TOTAL PELVIC EXENTERATION AND LATERALLY EXTENDED ENDOPELVIC RESECTION WITH SCIATIC NEUROPLASTY IN A PATIENT WITH RECURRENT CERVICAL CANCER

WA McCreath, DA Levine, BH Bochner, JH Healey, RR Barakat, DS Chi

   Objective: To describe a surgical approach which facilitates the removal of centrally recurrent pelvic tumors extending to the pelvic sidewall.

   Methods: A case was reviewed and a surgical approach outlined and discussed.

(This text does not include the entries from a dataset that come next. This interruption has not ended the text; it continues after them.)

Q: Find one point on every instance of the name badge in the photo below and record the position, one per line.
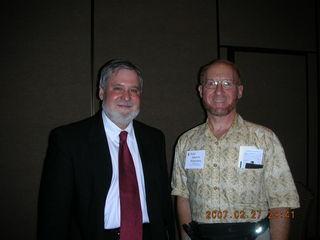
(195, 159)
(250, 157)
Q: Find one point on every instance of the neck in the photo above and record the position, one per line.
(219, 125)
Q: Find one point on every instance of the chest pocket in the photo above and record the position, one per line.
(248, 186)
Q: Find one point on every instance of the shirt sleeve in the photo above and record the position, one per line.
(281, 190)
(179, 177)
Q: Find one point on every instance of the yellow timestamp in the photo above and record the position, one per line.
(242, 214)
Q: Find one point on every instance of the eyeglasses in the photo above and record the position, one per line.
(213, 84)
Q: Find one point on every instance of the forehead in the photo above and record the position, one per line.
(125, 77)
(220, 70)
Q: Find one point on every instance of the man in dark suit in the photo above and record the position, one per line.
(80, 191)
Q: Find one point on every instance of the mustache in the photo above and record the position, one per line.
(124, 103)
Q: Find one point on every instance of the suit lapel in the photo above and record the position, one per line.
(100, 155)
(145, 155)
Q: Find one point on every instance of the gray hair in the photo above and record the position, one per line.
(204, 69)
(113, 66)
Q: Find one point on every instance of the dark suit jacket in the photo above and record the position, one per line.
(76, 177)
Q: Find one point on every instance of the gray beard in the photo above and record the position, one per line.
(118, 118)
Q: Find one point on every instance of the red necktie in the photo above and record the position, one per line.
(131, 216)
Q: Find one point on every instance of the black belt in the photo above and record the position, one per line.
(217, 231)
(114, 233)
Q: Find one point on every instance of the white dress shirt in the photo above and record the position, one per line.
(112, 205)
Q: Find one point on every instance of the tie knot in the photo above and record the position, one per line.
(123, 136)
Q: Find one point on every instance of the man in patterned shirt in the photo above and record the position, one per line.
(230, 176)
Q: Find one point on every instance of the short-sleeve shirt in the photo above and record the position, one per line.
(223, 192)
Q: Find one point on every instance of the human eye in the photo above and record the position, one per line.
(227, 84)
(135, 91)
(211, 84)
(117, 88)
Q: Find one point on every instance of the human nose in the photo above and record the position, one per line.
(126, 95)
(219, 89)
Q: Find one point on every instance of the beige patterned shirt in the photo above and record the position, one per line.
(222, 191)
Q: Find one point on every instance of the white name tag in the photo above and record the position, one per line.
(250, 155)
(195, 159)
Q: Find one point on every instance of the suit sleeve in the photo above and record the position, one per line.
(56, 191)
(169, 218)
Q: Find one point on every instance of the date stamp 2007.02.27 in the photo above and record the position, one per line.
(253, 214)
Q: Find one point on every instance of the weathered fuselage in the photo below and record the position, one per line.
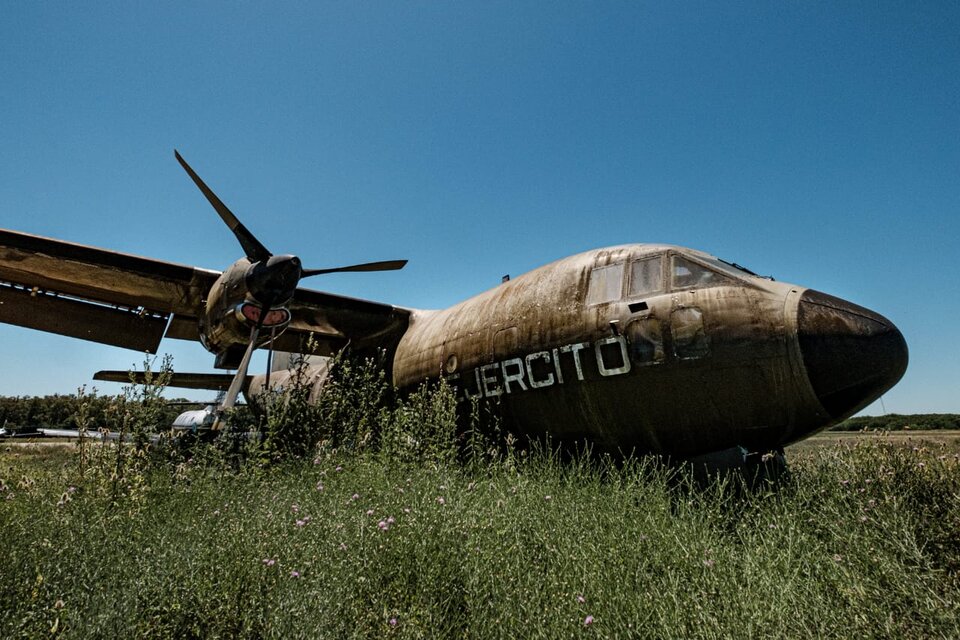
(655, 348)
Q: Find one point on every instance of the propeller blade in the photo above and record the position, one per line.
(254, 250)
(239, 379)
(386, 265)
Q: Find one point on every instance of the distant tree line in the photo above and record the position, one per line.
(60, 411)
(898, 422)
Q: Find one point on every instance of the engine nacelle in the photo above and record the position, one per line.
(231, 312)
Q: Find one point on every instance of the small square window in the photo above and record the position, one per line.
(646, 276)
(606, 284)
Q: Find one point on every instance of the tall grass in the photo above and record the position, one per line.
(407, 538)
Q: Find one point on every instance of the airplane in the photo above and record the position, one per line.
(643, 348)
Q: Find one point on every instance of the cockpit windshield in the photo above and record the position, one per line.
(687, 274)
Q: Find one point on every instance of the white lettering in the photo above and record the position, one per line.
(513, 377)
(556, 366)
(575, 350)
(479, 393)
(538, 384)
(487, 380)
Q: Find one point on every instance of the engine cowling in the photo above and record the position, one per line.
(232, 311)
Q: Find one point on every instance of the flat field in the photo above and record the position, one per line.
(862, 540)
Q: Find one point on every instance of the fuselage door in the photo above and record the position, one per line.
(644, 328)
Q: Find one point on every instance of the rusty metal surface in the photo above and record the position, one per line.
(84, 320)
(101, 275)
(683, 371)
(847, 350)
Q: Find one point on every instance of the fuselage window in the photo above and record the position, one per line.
(688, 274)
(606, 284)
(646, 277)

   Results: A 62-year-old woman with Stage IIIB cervical carcinoma was primarily treated with chemoradiation. After a disease-free interval of 3 years, cervical biopsy confirmed recurrent disease. A magnetic resonance imaging scan of the abdomen and pelvis localized a central recurrence with extension to the pelvic sidewall musculature. Laparoscopy confirmed that disease was confined to the pelvis, and paraaortic lymph nodes dissected at that time were negative. She was subsequently taken to the operating room for a total pelvic exenteration (TPE) with a laterally extended endopelvic resection (LEER) to clear the pelvic sidewall disease.

To mobilize the sciatic nerve safely and permit complete removal of the pelvic sidewall tumor, a combined anterior and posterior approach was used. The posterior dissection was performed first through a Kochner-Langenbach incision in the buttock to assess the sciatic notch. The ischial spine was osteotomized, the sacrospinous and sacrotuberous ligaments cut from the sacrum and ischium, and the obturator internus muscle dissected subperiosteally along the inner table of the acetabulum and ischium. This posterior dissection allowed the medial and inferior margins along the sciatic nerve to be easily identified, greatly facilitating the ability to safely perform the TPE and LEER procedures with negative margins around the pelvic sidewall tumor. After the specimen was removed, 1500 Gy of high-dose-rate intraoperative radiation therapy was delivered to the pelvic sidewall.

Postoperative complications included mild coagulopathy and anemia that resolved with blood transfusions. The patient was discharged on the 14th postoperative day. One month later, she presented with a large pelvic abscess, which was drained with a pigtail catheter. She is currently without evidence of disease at 6 months postoperatively.

   Conclusion: In patients who have recurrent gynecologic malignancies extending to the pelvic sidewall, the addition of a posterior approach with a sciatic neuroplasty to the TPE and LEER procedures may aid in the safe removal of the tumor with negative margins.